K-pop is uiteindelijk perfectie of helemaal niks.
Maar het is toch vooral dat collectieve aspect dat K-pop zo uniek maakt. Als K-pop Idol maak je altijd deel uit van een groter geheel. Dat is om te beginnen al de platenfirma, het productieteam, de managers (elk idol heeft zijn persoonlijke begeleider), de producers en songschrijvers en - belangrijk in K-pop - de back-up dansers van de choreografie. En dan komt nog het allerbelangrijkste: het fandom. Bij elke prijsuitreiking zijn het steeds eerst de fans en bij uitbreiding het grote publiek die de dankbetuigingen krijgen. Je eigen zelf als individu in het zonnetje zetten dat doe je niet. Komt gewoon niet in je op. Je mag best trots zijn maar je beseft dat je daar trots staat te zijn dankzij anderen.

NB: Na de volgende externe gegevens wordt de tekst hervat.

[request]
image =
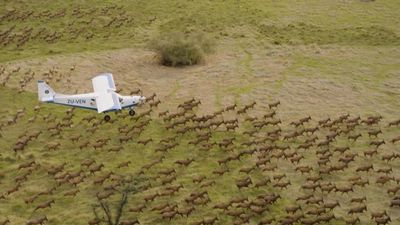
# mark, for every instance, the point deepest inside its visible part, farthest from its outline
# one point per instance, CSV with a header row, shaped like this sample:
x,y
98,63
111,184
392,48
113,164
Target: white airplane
x,y
104,98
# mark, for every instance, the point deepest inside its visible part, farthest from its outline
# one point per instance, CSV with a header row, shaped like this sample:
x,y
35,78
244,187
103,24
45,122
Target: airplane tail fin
x,y
45,92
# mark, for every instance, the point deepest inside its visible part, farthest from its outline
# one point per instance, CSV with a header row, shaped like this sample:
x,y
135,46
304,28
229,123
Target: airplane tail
x,y
45,92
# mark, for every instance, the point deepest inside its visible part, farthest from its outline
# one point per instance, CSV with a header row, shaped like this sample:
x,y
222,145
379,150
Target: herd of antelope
x,y
78,23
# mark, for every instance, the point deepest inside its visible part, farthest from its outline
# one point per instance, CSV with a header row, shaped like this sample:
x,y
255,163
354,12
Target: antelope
x,y
37,221
46,204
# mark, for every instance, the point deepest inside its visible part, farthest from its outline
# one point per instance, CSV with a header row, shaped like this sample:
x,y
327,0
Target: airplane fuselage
x,y
88,101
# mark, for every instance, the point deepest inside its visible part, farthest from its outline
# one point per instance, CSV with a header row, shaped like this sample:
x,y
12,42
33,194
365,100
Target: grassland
x,y
319,58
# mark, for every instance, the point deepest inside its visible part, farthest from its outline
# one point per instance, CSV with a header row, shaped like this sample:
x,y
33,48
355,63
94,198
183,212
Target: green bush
x,y
178,49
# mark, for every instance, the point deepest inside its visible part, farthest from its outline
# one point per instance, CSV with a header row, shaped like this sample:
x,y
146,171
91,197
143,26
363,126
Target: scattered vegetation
x,y
178,49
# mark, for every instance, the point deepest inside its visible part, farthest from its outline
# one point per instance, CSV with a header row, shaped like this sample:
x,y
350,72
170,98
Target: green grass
x,y
342,42
283,22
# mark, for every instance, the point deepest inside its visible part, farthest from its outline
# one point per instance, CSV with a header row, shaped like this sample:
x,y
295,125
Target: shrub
x,y
178,49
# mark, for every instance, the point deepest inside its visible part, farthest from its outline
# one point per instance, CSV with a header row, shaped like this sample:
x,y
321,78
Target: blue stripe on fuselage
x,y
84,107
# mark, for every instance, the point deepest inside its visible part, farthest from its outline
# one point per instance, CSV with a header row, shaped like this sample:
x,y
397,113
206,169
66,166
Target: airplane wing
x,y
104,88
103,83
107,101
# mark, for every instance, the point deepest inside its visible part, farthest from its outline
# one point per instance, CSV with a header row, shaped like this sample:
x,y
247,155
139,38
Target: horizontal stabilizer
x,y
103,83
107,101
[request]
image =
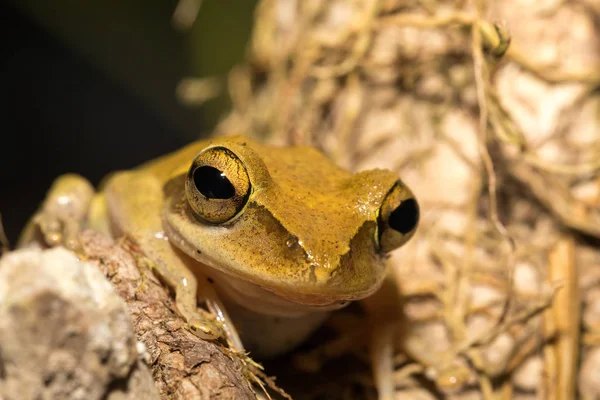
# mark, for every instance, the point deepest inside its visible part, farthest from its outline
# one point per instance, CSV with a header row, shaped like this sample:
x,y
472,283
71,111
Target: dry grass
x,y
495,127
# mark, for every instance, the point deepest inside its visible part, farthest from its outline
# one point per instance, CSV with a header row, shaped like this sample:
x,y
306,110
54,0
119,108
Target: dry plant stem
x,y
561,357
513,53
557,198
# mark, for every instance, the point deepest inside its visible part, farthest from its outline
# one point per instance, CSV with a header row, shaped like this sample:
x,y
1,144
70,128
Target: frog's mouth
x,y
260,266
244,291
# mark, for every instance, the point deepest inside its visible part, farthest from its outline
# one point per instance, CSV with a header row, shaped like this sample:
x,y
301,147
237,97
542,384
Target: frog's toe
x,y
205,329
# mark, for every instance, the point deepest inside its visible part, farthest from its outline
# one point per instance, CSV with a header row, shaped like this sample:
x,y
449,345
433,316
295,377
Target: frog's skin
x,y
285,235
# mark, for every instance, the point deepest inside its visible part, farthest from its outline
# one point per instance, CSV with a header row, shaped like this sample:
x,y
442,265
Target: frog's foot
x,y
62,215
57,231
205,326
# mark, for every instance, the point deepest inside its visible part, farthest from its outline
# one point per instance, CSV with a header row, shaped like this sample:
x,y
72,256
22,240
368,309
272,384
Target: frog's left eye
x,y
217,185
398,218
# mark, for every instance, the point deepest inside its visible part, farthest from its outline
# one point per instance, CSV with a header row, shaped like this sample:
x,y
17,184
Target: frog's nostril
x,y
405,217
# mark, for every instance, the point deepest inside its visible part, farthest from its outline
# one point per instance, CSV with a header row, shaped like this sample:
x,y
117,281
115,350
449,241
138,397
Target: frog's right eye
x,y
217,185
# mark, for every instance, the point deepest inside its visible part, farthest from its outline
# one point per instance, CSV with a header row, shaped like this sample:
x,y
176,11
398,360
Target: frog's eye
x,y
398,218
217,185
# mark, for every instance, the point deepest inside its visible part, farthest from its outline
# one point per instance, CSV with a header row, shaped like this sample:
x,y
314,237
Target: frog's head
x,y
289,220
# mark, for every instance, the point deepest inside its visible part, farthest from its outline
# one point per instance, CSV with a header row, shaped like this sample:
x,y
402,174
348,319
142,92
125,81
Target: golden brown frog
x,y
284,234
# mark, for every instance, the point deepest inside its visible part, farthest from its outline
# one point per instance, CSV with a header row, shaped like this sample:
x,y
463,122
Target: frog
x,y
273,238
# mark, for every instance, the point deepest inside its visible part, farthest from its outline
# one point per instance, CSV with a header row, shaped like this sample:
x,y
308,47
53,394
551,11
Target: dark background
x,y
62,114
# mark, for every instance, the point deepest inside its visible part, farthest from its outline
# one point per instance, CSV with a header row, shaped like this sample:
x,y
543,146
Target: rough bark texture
x,y
183,366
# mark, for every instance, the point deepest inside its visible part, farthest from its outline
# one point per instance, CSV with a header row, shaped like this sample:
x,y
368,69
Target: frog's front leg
x,y
134,201
62,215
385,315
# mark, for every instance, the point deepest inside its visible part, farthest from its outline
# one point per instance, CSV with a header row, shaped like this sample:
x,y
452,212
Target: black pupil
x,y
213,183
405,217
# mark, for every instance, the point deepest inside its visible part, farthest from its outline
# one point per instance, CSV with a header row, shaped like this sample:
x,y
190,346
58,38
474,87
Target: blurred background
x,y
89,87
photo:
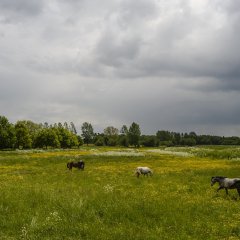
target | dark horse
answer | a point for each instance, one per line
(79, 165)
(226, 183)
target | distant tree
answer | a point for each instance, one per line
(65, 125)
(124, 130)
(73, 128)
(111, 136)
(47, 137)
(80, 140)
(99, 140)
(134, 134)
(23, 137)
(87, 132)
(164, 135)
(188, 141)
(33, 129)
(7, 133)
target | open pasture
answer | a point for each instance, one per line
(41, 199)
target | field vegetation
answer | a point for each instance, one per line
(41, 199)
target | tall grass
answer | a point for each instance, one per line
(41, 199)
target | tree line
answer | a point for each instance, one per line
(26, 134)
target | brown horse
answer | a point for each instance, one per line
(79, 165)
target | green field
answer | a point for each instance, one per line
(41, 199)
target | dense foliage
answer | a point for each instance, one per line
(27, 134)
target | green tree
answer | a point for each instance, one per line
(111, 136)
(134, 134)
(87, 132)
(7, 133)
(23, 135)
(47, 137)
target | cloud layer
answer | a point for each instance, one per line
(165, 64)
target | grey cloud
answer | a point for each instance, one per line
(15, 10)
(164, 64)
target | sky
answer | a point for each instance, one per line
(164, 64)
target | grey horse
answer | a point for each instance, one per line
(144, 171)
(226, 183)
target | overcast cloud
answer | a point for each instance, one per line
(165, 64)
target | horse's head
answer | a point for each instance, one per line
(216, 179)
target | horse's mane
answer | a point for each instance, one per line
(220, 177)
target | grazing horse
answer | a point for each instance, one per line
(79, 165)
(144, 171)
(226, 183)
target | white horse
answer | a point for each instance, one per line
(144, 171)
(226, 183)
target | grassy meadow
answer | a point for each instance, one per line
(41, 199)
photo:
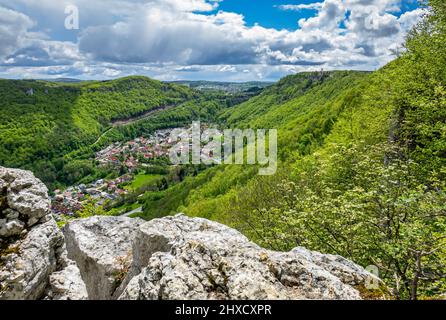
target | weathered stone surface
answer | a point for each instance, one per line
(184, 258)
(31, 245)
(67, 284)
(170, 258)
(102, 249)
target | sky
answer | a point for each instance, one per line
(217, 40)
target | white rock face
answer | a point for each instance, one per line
(31, 245)
(184, 258)
(67, 284)
(102, 249)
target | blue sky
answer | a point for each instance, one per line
(225, 40)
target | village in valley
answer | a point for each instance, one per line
(123, 157)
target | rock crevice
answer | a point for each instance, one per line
(172, 258)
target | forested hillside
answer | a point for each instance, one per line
(53, 128)
(362, 170)
(362, 156)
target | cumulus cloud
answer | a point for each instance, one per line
(171, 38)
(13, 28)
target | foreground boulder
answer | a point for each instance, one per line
(32, 247)
(170, 258)
(102, 249)
(184, 258)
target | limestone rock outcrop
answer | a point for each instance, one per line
(102, 249)
(32, 247)
(169, 258)
(184, 258)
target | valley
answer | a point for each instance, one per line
(361, 157)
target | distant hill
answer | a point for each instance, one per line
(231, 87)
(41, 122)
(63, 80)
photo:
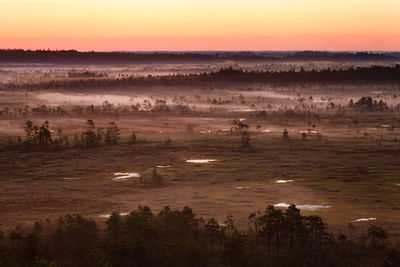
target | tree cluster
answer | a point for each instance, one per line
(180, 238)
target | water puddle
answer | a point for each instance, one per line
(199, 161)
(364, 219)
(303, 207)
(125, 175)
(242, 187)
(71, 178)
(109, 215)
(283, 181)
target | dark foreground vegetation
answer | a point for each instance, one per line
(73, 56)
(179, 238)
(228, 76)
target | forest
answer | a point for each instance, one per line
(226, 77)
(274, 237)
(73, 56)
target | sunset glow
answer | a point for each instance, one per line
(200, 25)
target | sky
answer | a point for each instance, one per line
(148, 25)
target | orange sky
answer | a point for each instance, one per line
(200, 24)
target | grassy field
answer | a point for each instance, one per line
(356, 175)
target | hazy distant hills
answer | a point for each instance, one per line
(76, 57)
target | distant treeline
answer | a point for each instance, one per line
(142, 238)
(76, 57)
(361, 75)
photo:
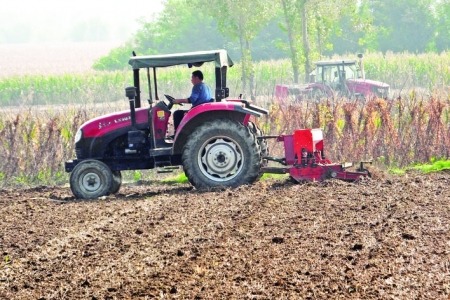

Wat een verschil met het gebruikelijke, zeg zelfs maar verplichte, egocentrisme van de gemiddelde westerse popzanger/es. Zij kunnen gerust heel hun leven adolescent blijven en indien nodig een pauze inlassen, af en toe de mist ingaan, hun verslavingen en relatieperikelen en tegenwoordig hun trauma's en mental health problems met de wereld delen. Het draait gewoon allemaal rond hen. Maar hen vragen om tegelijk synchroon te dansen en te zingen? Om vier keer per jaar nieuwe muziek uit te brengen? Om hun vetes, onhebbelijkheden en slechte karaktertrekken voor zichzelf te houden? Om zich fatsoenlijk te gedragen en de vulgariteit in te tomen? Kunnen ze niet.
Ik heb het hier al geschreven en na twee jaar bijna elke dag maximaal geproduceerde K-pop, met de talloze op elkaar afgestemde stemmen en zanglijnen en onafgebroken reeksen inventieve melodieën door mijn oren te jagen kan ik het blijmoedig bevestigen: populaire muziek kan best ook zonder schreeuwerig beperkt Engels, zonder bitches en zonder fucks.